Non-oil growth and, consequently, credit growth in the UAE and Saudi Arabia remain robust despite the headwind caused by higher interest rates and Opec oil production cuts that constrain near-term growth prospects for most GCC economies.
Analysts at S&P Global Rating expect the UAE to report strong non-oil GDP growth of 6.0 per cent in 2023. “This, in combination with recoveries from provisions booked in the past two years, will reduce UAE banks’ credit costs in 2023, compared with 2022,” they said.
UBS Global Wealth Management expects a strong 4.5 per cent expansion for the UAE’s non-oil economy this year while according to data from Statista, the second-largest Arab economy’s GDP in current prices is on target to continuously increase between 2023 and 2028 in total by $140.4 billion (+28.14 per cent) to $639.34 billion, and said the non-oil sector is expected to continue to support aggregate output in 2023, albeit at a more modest pace compared to 2022.
Even though credit costs in the GCC region, with the exception of the UAE, will increase, S&P expects GCC banks’ return on assets (ROA) will improve in 2023, mainly due to higher margins and still satisfactory, albeit lower, lending growth in some GCC countries.
While higher interest rates will reduce GCC banks’ credit growth in general, the performance of banks in the UAE and Saudi Arabia will be more resilient, S&P Global Rating said.
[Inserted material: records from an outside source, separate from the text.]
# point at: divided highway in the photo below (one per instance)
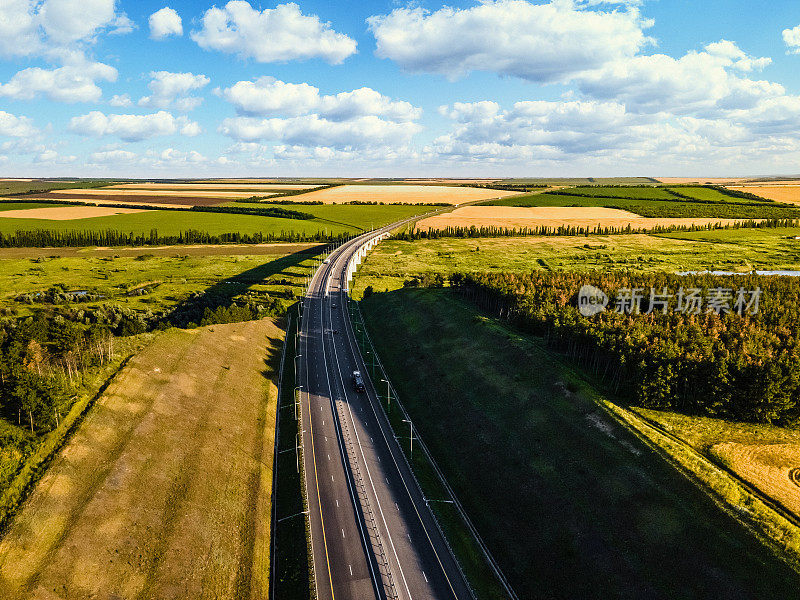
(372, 532)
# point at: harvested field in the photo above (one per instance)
(160, 200)
(164, 489)
(714, 180)
(772, 468)
(66, 213)
(278, 187)
(199, 250)
(554, 216)
(788, 192)
(412, 194)
(191, 193)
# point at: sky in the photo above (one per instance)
(493, 88)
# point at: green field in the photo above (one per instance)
(657, 202)
(25, 187)
(364, 216)
(394, 261)
(173, 222)
(568, 501)
(166, 279)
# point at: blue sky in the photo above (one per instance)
(493, 88)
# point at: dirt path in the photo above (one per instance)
(161, 492)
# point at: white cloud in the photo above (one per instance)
(132, 128)
(120, 100)
(312, 130)
(66, 21)
(17, 127)
(165, 22)
(707, 82)
(791, 37)
(279, 34)
(72, 83)
(268, 96)
(113, 156)
(539, 42)
(300, 116)
(172, 90)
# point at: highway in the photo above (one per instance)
(372, 532)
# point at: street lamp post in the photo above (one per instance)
(411, 426)
(388, 394)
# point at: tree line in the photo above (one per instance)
(474, 231)
(742, 367)
(112, 237)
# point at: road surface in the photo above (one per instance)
(372, 533)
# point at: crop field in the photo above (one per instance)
(394, 261)
(164, 489)
(175, 222)
(517, 217)
(712, 180)
(657, 202)
(212, 186)
(147, 279)
(788, 193)
(771, 468)
(64, 213)
(408, 194)
(543, 470)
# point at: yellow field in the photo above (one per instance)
(714, 180)
(409, 194)
(164, 490)
(787, 192)
(769, 467)
(156, 192)
(554, 216)
(203, 186)
(66, 213)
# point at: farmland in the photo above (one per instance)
(328, 220)
(662, 201)
(789, 194)
(535, 459)
(518, 217)
(394, 261)
(164, 489)
(408, 194)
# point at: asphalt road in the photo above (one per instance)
(372, 533)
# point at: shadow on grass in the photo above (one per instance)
(571, 505)
(221, 294)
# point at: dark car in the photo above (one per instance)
(358, 382)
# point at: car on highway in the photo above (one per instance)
(358, 382)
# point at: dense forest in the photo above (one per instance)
(42, 360)
(712, 361)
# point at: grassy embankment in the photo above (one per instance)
(164, 489)
(662, 201)
(394, 261)
(164, 278)
(571, 503)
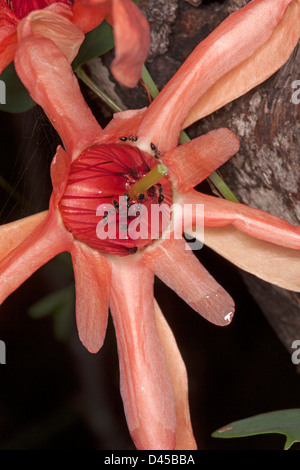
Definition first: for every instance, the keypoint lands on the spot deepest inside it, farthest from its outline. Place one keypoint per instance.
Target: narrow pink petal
(254, 222)
(256, 69)
(14, 233)
(123, 124)
(60, 167)
(47, 240)
(184, 434)
(8, 34)
(191, 163)
(272, 263)
(87, 17)
(177, 266)
(145, 384)
(132, 42)
(7, 50)
(56, 27)
(235, 40)
(48, 76)
(93, 2)
(92, 283)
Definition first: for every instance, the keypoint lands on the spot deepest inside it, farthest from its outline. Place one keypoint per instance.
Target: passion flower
(99, 195)
(244, 50)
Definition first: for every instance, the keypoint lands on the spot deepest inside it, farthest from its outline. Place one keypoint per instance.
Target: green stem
(100, 93)
(214, 178)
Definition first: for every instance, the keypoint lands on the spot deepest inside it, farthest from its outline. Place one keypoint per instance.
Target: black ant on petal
(155, 150)
(131, 138)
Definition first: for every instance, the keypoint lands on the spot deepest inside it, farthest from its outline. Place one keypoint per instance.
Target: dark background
(55, 395)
Although GCC banks face less favourable operating conditions, fundamentals remain supportive, it said.
“Despite a slight deterioration in asset quality indicators and an increase in the cost of risk, we expect GCC banks will report stronger profitability in 2023. This is because of higher net interest margins and generally lower-cost business models,” S&P Global Ratings credit analyst Zeina Nasreddine said.
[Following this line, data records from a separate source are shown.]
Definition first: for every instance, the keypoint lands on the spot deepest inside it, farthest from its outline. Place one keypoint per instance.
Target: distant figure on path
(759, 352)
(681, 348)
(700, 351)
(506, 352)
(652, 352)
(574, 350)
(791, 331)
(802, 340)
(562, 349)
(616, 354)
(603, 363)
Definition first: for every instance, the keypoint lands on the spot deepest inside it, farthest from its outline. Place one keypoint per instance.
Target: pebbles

Analysts at S&P Global Ratings expect that GCC banks’ capital buffers will remain comfortable, while a slowdown in credit growth and higher earnings will contribute to their stable capital metrics.
“UAE banks’ performance improved in the first half of 2023, on the back of lower credit losses and higher interest rates. We expect higher interest rates will continue to support banks’ profitability and, in combination with still high noninterest-bearing deposits, will moderate the increase in the cost of funding. The recovery of the non-oil sector has led to higher lending growth, compared with 2022. Yet, higher-for-longer interest rates and a slowdown of the oil economy could limit the pace of lending growth,” analysts said.
S&P analysts expect limited asset quality deterioration. The economic slowdown and higher interest rates will lead to a slight deterioration in asset quality. The banking sector could face a rise in problem loans in the construction and trade sectors and in the small and midsize enterprise segment. “That said, we believe the non-oil economy remains supportive enough to help contain an increase in NPLs. In addition, banks have booked precautionary provisions over the past couple of years, which will help them withstand the challenges ahead,” they said.
In the UAE, the report said, banks’ funding will continue to benefit from their strong deposit franchises. Banks have accumulated local deposits over the past 18 months. “Since we do not expect an acceleration in lending in the second half of 2023, banks’ funding profiles should continue to strengthen. One potential downside risk for UAE banks is the country’s large number of expatriates, which could make deposits more prone to higher volatility in the case of economic shocks. That said, deposit volatility was largely stable during past extreme events.”
GCC banks have always operated with comfortable capital buffers, a trend that is expected to continue. “We think slower credit growth and higher earnings mean that GCC banks’ capital metrics will remain stable. The banking systems in Saudi Arabia, the UAE, Qatar, and Kuwait reported a tier 1 regulatory capital ratio of 15 per cent and above in 2022,” S&P analysts said.